India’s Edtech Startups – The Changing Landscape
India has been among the frontrunners in the global startup fraternity
ranking fourth behind the USA, UK, and China.
According to the Union Minister of Science and Technology, the number of
startups in India has grown from around 350 in 2014 to more than 90000 in 2023
with over 100 unicorns. A large number of the startups are in the services
sector comprising, among others, Education, Finance, Gaming, BFSI,
Pharmaceutical, Food Delivery, etc. with many of them being unicorns.
The Unicorn tag made fundraising a not-so-difficult proposition in the initial years with investors, PE/VCs being rather generous in opening their purse strings and infusing funds based on the good valuation and hoping for a decent ROI, ROE, etc.
The recession in the US/EU/China has given way to the initial euphoria with 2023 witnessing a slowdown in startup funding in India.

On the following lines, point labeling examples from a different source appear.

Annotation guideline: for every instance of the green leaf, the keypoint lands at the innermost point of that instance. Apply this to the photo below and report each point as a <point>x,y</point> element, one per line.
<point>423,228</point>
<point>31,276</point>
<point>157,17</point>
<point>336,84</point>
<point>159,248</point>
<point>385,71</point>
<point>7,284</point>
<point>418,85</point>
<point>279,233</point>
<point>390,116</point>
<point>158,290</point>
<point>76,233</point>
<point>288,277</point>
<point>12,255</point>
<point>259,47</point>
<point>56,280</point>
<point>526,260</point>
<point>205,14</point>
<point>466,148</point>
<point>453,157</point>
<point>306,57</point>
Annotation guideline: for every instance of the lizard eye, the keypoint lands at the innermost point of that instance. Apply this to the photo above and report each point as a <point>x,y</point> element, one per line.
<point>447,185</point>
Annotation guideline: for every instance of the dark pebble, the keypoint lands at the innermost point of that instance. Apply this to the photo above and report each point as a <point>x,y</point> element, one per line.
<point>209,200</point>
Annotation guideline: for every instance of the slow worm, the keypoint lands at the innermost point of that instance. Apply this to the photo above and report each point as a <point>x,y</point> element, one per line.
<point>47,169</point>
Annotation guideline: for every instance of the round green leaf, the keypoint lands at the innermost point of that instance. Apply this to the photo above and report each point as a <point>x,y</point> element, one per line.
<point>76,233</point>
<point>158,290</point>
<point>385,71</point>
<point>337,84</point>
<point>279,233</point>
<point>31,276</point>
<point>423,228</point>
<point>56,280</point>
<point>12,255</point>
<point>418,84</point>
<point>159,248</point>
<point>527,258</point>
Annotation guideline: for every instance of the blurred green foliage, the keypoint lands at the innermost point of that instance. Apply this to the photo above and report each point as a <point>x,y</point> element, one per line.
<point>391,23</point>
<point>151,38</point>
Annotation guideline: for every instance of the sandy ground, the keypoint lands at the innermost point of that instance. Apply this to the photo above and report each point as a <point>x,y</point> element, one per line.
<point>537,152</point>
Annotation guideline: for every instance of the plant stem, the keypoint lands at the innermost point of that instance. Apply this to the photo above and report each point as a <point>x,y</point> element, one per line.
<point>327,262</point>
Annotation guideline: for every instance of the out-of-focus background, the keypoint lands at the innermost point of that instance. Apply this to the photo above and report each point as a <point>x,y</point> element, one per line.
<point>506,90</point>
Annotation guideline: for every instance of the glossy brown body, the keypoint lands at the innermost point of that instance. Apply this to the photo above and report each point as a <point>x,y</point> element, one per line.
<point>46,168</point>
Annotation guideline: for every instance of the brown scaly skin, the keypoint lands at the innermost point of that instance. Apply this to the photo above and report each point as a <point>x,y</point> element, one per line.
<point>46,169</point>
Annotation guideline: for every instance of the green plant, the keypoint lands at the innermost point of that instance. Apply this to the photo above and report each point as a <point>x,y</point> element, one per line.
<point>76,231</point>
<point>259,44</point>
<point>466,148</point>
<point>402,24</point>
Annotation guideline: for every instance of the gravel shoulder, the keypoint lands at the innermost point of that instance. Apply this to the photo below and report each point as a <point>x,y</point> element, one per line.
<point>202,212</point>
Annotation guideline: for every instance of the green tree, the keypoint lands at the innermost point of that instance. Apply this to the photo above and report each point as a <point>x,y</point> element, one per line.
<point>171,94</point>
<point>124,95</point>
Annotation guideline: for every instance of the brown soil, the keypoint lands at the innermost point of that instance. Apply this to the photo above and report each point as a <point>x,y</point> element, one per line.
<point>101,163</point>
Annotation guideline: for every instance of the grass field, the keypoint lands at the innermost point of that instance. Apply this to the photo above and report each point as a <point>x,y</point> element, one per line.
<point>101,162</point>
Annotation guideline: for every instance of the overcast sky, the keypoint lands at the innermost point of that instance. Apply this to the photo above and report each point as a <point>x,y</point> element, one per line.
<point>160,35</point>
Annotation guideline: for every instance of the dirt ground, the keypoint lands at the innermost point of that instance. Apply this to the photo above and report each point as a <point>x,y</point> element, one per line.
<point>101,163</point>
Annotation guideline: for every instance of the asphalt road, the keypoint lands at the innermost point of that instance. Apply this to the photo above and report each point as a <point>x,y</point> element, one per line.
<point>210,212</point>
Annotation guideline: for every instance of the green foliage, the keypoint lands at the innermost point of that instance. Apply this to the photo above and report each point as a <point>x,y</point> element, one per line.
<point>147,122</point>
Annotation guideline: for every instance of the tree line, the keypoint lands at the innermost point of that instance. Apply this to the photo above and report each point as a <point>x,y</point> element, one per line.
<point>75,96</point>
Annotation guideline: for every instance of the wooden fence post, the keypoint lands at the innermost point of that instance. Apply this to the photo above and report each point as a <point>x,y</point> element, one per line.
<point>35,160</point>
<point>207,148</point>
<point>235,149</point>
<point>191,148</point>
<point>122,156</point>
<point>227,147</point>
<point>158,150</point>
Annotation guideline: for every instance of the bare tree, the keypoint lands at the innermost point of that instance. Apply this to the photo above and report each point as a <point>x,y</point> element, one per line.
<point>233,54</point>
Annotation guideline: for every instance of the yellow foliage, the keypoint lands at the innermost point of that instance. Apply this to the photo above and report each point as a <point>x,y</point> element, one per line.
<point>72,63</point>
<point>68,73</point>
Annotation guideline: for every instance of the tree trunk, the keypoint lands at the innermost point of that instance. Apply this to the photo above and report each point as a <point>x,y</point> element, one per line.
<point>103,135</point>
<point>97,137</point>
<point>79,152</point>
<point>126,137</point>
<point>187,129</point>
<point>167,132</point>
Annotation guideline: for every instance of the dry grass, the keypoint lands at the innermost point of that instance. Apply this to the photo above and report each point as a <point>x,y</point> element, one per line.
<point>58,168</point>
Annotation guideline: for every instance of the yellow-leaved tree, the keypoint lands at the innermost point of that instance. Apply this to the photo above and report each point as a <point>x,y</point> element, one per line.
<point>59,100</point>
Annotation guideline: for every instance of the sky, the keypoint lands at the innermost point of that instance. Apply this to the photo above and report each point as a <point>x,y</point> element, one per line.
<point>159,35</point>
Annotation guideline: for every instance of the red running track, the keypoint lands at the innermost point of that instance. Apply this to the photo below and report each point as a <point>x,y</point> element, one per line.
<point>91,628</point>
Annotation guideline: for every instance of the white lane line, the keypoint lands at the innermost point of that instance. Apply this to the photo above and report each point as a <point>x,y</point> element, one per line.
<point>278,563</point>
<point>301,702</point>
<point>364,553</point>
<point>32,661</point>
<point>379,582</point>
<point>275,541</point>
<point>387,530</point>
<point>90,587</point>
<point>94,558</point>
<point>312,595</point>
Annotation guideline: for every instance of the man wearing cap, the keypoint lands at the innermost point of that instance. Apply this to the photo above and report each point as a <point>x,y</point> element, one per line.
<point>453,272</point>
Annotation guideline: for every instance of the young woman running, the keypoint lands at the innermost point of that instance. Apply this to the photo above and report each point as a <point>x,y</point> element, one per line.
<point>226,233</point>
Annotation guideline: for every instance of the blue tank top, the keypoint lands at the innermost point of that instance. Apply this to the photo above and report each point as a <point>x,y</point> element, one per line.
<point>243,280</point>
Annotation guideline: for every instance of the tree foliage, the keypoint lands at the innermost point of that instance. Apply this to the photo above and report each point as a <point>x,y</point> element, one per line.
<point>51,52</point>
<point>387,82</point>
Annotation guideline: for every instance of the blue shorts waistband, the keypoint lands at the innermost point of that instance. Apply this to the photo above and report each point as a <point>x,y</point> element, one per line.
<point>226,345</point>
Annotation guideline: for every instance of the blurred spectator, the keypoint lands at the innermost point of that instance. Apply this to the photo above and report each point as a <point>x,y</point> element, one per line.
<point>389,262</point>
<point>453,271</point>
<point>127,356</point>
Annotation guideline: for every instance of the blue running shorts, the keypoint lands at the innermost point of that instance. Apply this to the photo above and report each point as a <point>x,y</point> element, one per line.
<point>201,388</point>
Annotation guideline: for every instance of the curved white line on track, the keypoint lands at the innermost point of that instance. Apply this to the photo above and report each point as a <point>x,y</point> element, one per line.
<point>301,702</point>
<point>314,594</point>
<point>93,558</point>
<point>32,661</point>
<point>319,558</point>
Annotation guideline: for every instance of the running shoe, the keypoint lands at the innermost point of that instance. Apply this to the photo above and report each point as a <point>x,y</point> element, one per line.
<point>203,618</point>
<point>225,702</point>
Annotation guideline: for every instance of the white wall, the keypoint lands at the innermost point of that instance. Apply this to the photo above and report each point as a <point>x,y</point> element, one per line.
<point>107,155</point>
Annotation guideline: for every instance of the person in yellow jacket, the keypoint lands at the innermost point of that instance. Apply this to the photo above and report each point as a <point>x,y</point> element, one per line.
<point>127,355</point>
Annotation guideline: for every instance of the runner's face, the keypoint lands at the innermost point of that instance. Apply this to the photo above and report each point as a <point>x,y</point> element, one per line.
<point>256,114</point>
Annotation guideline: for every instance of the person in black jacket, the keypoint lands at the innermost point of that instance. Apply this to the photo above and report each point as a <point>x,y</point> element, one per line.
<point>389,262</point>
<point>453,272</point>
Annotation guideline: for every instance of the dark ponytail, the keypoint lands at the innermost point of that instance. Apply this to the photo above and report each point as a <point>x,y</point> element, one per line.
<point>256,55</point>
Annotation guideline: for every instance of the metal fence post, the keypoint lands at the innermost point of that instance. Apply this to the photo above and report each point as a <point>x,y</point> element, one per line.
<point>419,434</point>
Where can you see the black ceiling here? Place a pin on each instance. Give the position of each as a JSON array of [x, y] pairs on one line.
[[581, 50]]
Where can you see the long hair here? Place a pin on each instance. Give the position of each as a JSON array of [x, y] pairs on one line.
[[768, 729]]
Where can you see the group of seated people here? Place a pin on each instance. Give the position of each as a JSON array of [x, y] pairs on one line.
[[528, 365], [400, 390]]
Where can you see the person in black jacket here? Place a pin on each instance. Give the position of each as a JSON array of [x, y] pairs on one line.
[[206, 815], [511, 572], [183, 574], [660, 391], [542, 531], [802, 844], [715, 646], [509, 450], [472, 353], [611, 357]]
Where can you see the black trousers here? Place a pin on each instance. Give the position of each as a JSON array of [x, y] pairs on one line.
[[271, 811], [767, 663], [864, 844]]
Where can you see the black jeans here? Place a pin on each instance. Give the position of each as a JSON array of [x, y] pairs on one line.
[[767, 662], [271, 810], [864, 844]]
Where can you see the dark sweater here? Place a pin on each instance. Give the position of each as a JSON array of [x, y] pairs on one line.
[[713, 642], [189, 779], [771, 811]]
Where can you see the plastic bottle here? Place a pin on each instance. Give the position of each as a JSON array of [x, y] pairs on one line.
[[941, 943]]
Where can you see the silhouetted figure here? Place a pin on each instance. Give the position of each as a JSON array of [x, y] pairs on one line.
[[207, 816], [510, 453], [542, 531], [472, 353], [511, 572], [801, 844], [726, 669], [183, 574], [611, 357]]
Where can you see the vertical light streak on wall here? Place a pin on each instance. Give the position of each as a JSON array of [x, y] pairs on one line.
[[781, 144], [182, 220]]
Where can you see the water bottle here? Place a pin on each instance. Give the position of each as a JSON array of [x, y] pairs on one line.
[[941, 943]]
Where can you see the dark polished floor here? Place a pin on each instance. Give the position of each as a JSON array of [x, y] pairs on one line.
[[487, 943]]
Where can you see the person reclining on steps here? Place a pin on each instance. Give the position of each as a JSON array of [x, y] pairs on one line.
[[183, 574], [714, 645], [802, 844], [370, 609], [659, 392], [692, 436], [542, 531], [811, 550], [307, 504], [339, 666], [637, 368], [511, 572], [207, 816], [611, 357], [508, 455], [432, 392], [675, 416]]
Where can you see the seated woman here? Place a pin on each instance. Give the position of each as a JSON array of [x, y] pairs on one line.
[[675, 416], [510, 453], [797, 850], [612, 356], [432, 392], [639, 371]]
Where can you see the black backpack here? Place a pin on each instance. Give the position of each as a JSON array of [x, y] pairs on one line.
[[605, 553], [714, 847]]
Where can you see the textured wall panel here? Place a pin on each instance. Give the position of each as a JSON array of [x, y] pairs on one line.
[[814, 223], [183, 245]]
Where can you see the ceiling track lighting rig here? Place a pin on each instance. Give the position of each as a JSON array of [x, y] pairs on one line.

Total funding dropped to $7bn till Dec 2023 from $25bn of the previous year. Another factor contributing to the freeze in funding has been the inability of a large number of Indian startups to achieve profitability and ROI within the projected timelines.
Edtech unicorns like ByJu’s, Vedantu, Unacademy, Eruditus, and UpGrad
continue to be in the red. The sole exception in this sector is PhysicsWallah,
which was founded in 2021 and has posted operating profit during FY22.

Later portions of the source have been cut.